Authors: Gene Doucette
Beverly helped him to his feet and handed him his cane, which was one of those damned metal ones with the four-pronged feet. The whole place was full of them, which meant everyone had the same sort of trouble pedestrians with open umbrellas have navigating sidewalks. Except most pedestrians don’t fall over when you knock their umbrellas askew.
Without being asked, the intern took his arm at the elbow and walked him patiently—i.e. slowly, as he was on his second hip and third knee—down the church pew-sized row to the side door. His departure in mid-Bingo caused a mild ripple of interest, which would surely turn into a tremendously complex bit of gossip by dinnertime—not that he particularly cared.

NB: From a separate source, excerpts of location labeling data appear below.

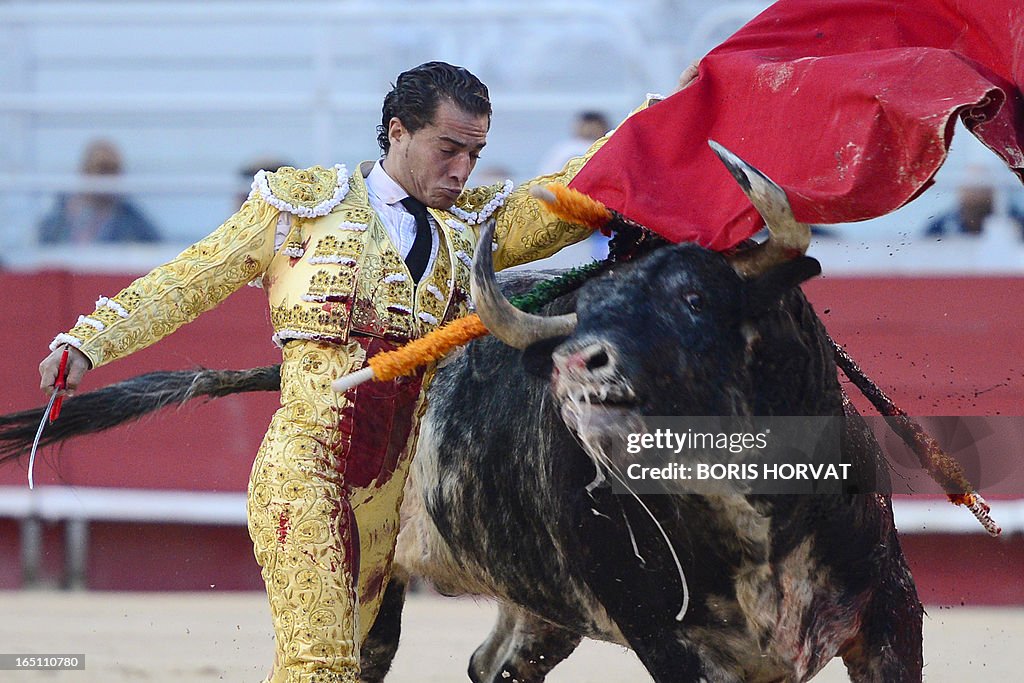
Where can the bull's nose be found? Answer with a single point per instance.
(594, 358)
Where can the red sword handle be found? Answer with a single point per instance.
(59, 385)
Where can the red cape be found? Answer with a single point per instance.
(848, 104)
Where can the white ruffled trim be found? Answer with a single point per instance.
(333, 258)
(65, 338)
(436, 292)
(262, 187)
(465, 258)
(111, 303)
(91, 322)
(477, 217)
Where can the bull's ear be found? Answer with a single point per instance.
(537, 357)
(765, 291)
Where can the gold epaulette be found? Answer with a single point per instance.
(476, 205)
(307, 193)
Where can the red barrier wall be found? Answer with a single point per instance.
(939, 345)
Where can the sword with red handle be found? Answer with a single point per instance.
(51, 412)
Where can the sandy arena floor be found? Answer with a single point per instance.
(171, 637)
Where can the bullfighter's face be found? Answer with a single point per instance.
(433, 163)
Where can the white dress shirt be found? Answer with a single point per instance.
(385, 198)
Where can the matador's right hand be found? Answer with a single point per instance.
(78, 363)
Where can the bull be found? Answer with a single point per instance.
(507, 497)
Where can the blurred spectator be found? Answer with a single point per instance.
(589, 127)
(975, 205)
(96, 217)
(247, 172)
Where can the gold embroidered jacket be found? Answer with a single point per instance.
(334, 271)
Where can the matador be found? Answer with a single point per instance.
(351, 266)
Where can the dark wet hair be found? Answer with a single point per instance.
(414, 98)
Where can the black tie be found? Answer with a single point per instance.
(420, 253)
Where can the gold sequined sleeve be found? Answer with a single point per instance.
(199, 279)
(525, 230)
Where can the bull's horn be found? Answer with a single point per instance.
(504, 321)
(787, 238)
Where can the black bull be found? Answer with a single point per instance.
(501, 501)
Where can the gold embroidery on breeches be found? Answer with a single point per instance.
(309, 528)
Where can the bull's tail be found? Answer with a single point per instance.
(128, 400)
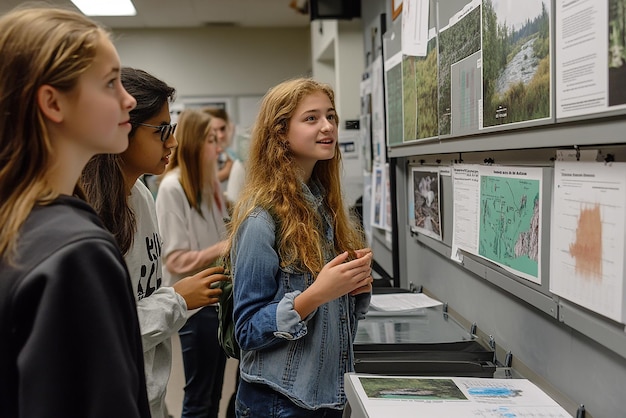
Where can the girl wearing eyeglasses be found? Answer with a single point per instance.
(70, 343)
(191, 216)
(126, 206)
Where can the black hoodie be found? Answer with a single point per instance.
(70, 344)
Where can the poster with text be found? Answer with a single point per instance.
(424, 201)
(379, 205)
(587, 236)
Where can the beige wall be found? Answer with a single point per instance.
(218, 61)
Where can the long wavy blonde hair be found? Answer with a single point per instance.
(198, 179)
(274, 183)
(39, 46)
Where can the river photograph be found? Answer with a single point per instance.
(515, 61)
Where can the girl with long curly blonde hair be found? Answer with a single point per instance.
(301, 274)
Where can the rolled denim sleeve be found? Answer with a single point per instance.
(263, 315)
(288, 322)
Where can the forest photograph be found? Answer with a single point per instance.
(515, 61)
(426, 76)
(456, 42)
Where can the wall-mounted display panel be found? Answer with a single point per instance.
(591, 59)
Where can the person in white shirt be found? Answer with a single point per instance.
(114, 188)
(191, 212)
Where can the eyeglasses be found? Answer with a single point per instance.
(165, 130)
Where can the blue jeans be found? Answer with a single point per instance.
(204, 363)
(255, 400)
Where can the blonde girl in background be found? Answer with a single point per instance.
(191, 213)
(301, 276)
(70, 337)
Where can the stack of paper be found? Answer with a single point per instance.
(401, 304)
(377, 396)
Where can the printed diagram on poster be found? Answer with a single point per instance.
(499, 218)
(424, 201)
(516, 74)
(587, 236)
(591, 59)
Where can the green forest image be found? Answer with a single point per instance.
(617, 52)
(516, 67)
(404, 388)
(456, 43)
(419, 80)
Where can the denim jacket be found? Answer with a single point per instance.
(303, 358)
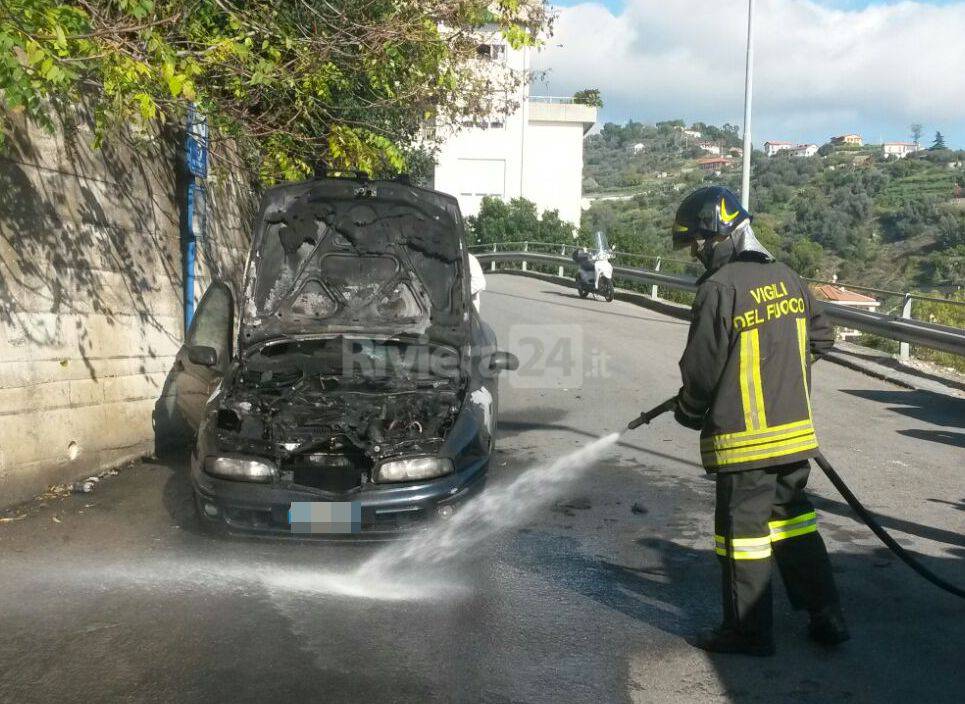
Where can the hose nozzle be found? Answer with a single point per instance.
(648, 416)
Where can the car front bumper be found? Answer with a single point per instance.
(250, 508)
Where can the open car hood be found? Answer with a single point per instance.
(336, 256)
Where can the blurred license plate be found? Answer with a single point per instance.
(325, 517)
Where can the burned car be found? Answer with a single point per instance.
(359, 393)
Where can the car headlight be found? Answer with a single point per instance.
(413, 469)
(241, 469)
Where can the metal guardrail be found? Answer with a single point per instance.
(938, 337)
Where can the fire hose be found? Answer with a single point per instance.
(863, 513)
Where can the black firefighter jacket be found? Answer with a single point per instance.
(747, 367)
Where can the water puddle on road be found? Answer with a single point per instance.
(414, 568)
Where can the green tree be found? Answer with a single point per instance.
(590, 96)
(805, 257)
(517, 221)
(350, 83)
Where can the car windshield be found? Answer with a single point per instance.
(343, 358)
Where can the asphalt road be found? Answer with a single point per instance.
(116, 596)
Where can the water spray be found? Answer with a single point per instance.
(864, 514)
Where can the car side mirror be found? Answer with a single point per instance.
(203, 356)
(503, 362)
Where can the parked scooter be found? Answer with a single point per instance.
(595, 274)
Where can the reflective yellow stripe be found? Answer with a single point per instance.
(729, 442)
(746, 379)
(792, 527)
(752, 392)
(803, 518)
(794, 532)
(723, 440)
(802, 338)
(758, 384)
(743, 548)
(762, 452)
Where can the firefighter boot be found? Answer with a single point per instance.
(828, 627)
(728, 640)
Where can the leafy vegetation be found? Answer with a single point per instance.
(590, 96)
(851, 213)
(517, 221)
(346, 82)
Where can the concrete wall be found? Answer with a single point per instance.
(90, 294)
(554, 172)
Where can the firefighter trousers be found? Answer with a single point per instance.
(764, 513)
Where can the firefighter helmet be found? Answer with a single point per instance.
(707, 212)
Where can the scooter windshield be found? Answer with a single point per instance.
(601, 242)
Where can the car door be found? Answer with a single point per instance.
(197, 370)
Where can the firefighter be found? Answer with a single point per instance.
(746, 387)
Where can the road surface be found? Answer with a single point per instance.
(116, 596)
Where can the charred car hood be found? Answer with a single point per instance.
(339, 256)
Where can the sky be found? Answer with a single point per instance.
(822, 68)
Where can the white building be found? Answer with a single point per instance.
(775, 148)
(535, 153)
(804, 151)
(899, 150)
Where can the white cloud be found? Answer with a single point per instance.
(818, 69)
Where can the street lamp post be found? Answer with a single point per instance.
(748, 102)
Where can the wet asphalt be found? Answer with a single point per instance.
(117, 596)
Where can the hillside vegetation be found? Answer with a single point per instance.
(847, 211)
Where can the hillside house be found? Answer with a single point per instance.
(899, 150)
(714, 164)
(536, 153)
(855, 140)
(832, 293)
(804, 151)
(774, 148)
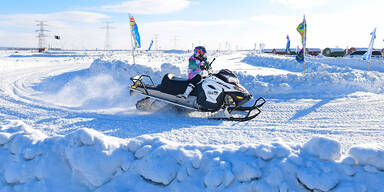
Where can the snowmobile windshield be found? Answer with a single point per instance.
(228, 76)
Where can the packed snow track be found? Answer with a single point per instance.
(60, 94)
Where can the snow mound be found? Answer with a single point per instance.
(103, 85)
(323, 148)
(325, 77)
(369, 154)
(89, 160)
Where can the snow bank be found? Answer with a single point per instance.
(103, 85)
(325, 77)
(88, 160)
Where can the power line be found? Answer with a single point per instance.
(156, 42)
(41, 36)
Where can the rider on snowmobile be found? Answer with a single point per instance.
(197, 63)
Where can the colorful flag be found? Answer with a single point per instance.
(135, 32)
(302, 29)
(150, 45)
(367, 55)
(300, 56)
(288, 44)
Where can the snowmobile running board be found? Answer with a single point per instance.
(247, 117)
(139, 80)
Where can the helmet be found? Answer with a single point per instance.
(200, 52)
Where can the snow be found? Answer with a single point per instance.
(68, 123)
(369, 154)
(88, 160)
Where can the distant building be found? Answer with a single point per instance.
(279, 51)
(292, 51)
(313, 51)
(359, 52)
(354, 49)
(334, 52)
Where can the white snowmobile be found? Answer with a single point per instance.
(219, 94)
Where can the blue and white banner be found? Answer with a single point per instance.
(135, 33)
(288, 44)
(150, 45)
(367, 56)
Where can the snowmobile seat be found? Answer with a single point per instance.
(173, 85)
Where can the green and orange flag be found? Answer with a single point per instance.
(302, 29)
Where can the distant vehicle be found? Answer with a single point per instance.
(359, 54)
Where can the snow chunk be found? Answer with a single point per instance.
(30, 154)
(4, 137)
(86, 137)
(369, 154)
(134, 144)
(245, 172)
(325, 149)
(265, 152)
(314, 180)
(214, 177)
(371, 169)
(143, 151)
(160, 166)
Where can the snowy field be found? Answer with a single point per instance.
(67, 123)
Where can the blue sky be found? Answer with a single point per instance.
(242, 23)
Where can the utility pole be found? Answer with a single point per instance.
(175, 42)
(41, 36)
(107, 27)
(156, 42)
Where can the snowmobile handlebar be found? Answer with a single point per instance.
(209, 66)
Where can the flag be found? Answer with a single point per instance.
(288, 44)
(150, 45)
(135, 33)
(367, 55)
(300, 56)
(302, 29)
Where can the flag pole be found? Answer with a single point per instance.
(305, 41)
(132, 40)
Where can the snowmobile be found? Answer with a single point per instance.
(219, 94)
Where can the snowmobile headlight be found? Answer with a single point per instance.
(237, 88)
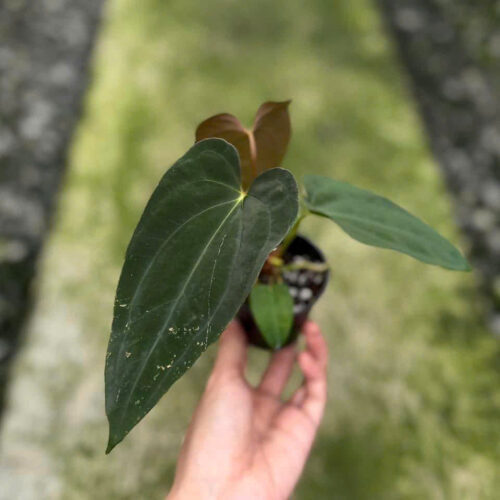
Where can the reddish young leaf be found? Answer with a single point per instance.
(229, 128)
(272, 131)
(261, 148)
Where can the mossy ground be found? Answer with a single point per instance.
(414, 397)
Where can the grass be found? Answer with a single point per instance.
(414, 399)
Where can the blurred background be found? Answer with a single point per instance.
(401, 97)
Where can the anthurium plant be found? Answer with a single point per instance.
(219, 239)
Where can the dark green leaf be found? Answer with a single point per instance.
(376, 221)
(272, 308)
(192, 261)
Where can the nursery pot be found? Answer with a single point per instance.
(305, 286)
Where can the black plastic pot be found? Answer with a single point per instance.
(305, 286)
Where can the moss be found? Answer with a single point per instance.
(414, 382)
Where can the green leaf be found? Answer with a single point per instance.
(194, 256)
(272, 309)
(376, 221)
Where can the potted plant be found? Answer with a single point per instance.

Ames was what one might call maladjusted to his current lot in life. Specifically, he hated being old and wished on more than one occasion that he had not outlived his wife—even though she divorced him two years before her own death due in large part to the aforementioned maladjustment. If he were to ever adopt a “physician, heal thyself” mentality, he might even conclude that he was in dire need of antidepressants. Sadly, he usually didn’t care enough to show any interest in making himself less miserable, so that was out of the question.
The side door led to a wide corridor with the hall he’d just left on one side and large, tinted picture windows on the other. Through the window one could see the rotunda that stood before the visitors center and beyond that the brick walls and iron gates that marked the boundary of the gated community/elderly hospice/hell on Earth. It was a place where older persons such as himself might move if they wanted all the disadvantages of an old age home combined with all of the disadvantages of living alone in a private condo
and
all the disadvantages of living in New England. And people wondered why he was grouchy.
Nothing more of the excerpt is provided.